I am currently working on a project that creates a TCP socket and listens to the server for incoming xml. The xml are fairly large at times which will come around 1-3 mb. The xml keeps coming from the socket and I need to parse it as it comes. I tried out many parsers like DomParser, XMLPullParser and SaxParser. Sax seemed to be the fastest so I proceeded with that. But now I get OutOfMemory expeception sometimes.
I read in this post that we should data to the parser in chunks.
How to parse huge xml data from webservice in Android application?
Can some one tell me how that is done. My current code is like
InputSource xmlInputSource = new InputSource(new StringReader(response));
SAXParserFactory spf = SAXParserFactory.newInstance();
SAXParser sp = null;
XMLReader xr = null;
try{
sp = spf.newSAXParser();
xr = sp.getXMLReader();
ParseHandler xmlHandler = new ParseHandler(context.getSiteListArray().indexOf(website), context);
xr.setContentHandler(xmlHandler);
xr.parse(xmlInputSource);
postSuccessfullParsingNotification();
}catch(SAXException e){
e.printStackTrace();
}catch(ParserConfigurationException e){
e.printStackTrace();
}catch (IOException e){
e.printStackTrace();
e.toString();
}
Where response is the string I receive from the from the socket.
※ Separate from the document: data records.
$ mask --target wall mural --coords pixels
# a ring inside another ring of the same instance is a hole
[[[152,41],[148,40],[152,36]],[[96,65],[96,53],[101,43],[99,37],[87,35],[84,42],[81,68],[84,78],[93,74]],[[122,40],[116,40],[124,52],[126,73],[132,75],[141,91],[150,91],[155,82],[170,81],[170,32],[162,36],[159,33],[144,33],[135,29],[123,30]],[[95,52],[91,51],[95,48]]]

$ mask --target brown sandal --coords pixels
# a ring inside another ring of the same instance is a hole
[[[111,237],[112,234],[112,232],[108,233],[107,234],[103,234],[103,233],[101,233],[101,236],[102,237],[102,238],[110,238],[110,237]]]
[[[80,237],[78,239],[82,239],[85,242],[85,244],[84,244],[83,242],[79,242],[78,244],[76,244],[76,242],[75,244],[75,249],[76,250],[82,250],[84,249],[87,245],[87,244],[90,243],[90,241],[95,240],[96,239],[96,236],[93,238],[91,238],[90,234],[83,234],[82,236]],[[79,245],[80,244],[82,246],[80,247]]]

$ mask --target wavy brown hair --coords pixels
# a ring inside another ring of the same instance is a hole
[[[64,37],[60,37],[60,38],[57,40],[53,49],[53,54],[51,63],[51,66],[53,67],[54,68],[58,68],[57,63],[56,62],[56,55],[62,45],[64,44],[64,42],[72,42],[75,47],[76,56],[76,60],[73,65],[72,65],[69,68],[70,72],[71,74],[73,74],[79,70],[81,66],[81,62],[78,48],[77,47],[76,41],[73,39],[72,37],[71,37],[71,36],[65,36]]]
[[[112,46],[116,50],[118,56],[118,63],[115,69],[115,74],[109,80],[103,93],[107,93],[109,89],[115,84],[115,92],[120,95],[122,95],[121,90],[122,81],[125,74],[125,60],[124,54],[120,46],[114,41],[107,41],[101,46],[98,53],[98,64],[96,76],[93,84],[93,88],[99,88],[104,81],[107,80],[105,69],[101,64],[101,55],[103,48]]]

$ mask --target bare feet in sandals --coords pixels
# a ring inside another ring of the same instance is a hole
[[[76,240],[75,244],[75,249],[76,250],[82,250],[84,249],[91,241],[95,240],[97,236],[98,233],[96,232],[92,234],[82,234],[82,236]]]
Should look into other parsers like VTD-XML? Or is there a way to make Sax work efficiently?
Btw: Whenever a new string arrives in the socket to be parsed I open a new thread for parsing the string.
This is my handler code
public class ParseHandler extends DefaultHandler {
private Website mWebsite;
private Visitor mVisitor;
private VisitorInfo mVisitorInfo;
private boolean isVisit;
private boolean isVisitor;
private AppContext appContext;
public ParseHandler(int index,AppContext context){
appContext = context;
mWebsite = appContext.getSiteListArray().get(index);
}
@Override
public void startDocument() throws SAXException {
super.startDocument();
}
@Override
public void startElement(String namespaceURI, String localName,String qName, Attributes atts)
throws SAXException {
if(localName.equals("visit")) {
isVisit = true;
} else if(localName.equals("visitor") && isVisit) {
isVisitor = true;
mVisitor = new Visitor();
mVisitor.mDisplayName = "Visitor - #"+atts.getValue("id");
mVisitor.mVisitorId = atts.getValue("id");
mVisitor.mStatus = atts.getValue("idle");
} else if(localName.equals("info") && isVisitor){
mVisitorInfo = mVisitor.new VisitorInfo();
mVisitorInfo.mBrowser = atts.getValue("browser");
mVisitorInfo.mBrowserName = atts.getValue("browser").replace("+", " ");
mVisitorInfo.mCity = atts.getValue("city").replace("+", " ");
mVisitorInfo.mCountry = atts.getValue("country");
mVisitorInfo.mCountryName = atts.getValue("country");
mVisitorInfo.mDomain = atts.getValue("domain");
mVisitorInfo.mIp = atts.getValue("ip");
mVisitorInfo.mLanguage = atts.getValue("language");
mVisitorInfo.mLatitude = atts.getValue("lat");
mVisitorInfo.mLongitude = atts.getValue("long");
mVisitorInfo.mOrg = atts.getValue("org").replace("+", " ");
mVisitorInfo.mOs = atts.getValue("os");
mVisitorInfo.mOsName = atts.getValue("os").replace("+", " ");
mVisitorInfo.mRegion = atts.getValue("region").replace("+", " ");
mVisitorInfo.mScreen = atts.getValue("screen");
}
}
@Override
public void characters(char ch[], int start, int length) {
}
@Override
public void endElement(String namespaceURI, String localName, String qName) throws SAXException {
if(localName.equals("visit")) {
isVisit = false;
} else if(localName.equals("visitor")) {
isVisitor = false;
if(mVisitor == null){
Log.e("mVisitor","mVisitor");
} else if(mVisitor.mVisitorId == null){
Log.e("mVisitor.mVisitorId","mVisitor.mVisitorId");
}
mWebsite.mVisitors.put(mVisitor.mVisitorId, mVisitor);
} else if(localName.equals("info") && isVisitor) {
mVisitor.mVisitorInfo = mVisitorInfo;
}
}
@Override
public void endDocument() throws SAXException {
}
}
**
EDIT: AFTER THOUGHTS..
**
After further investigating I found out that my parsing wasn't causing the exception. Every time I receive a stream from the socket I store it in a String and I keep appending that till we get "\n" in the stream. The "\n" is used to denote the end of a block of xml. The string is causing the memory exception. I tried the StringBuilder but that also caused the same problem. I dont know why this is happening.
Now I tried sending the inputstream directly for parsing but "\n" at the end causes a parse exception. Is there anything we can set so that the parser will ignore "\n"?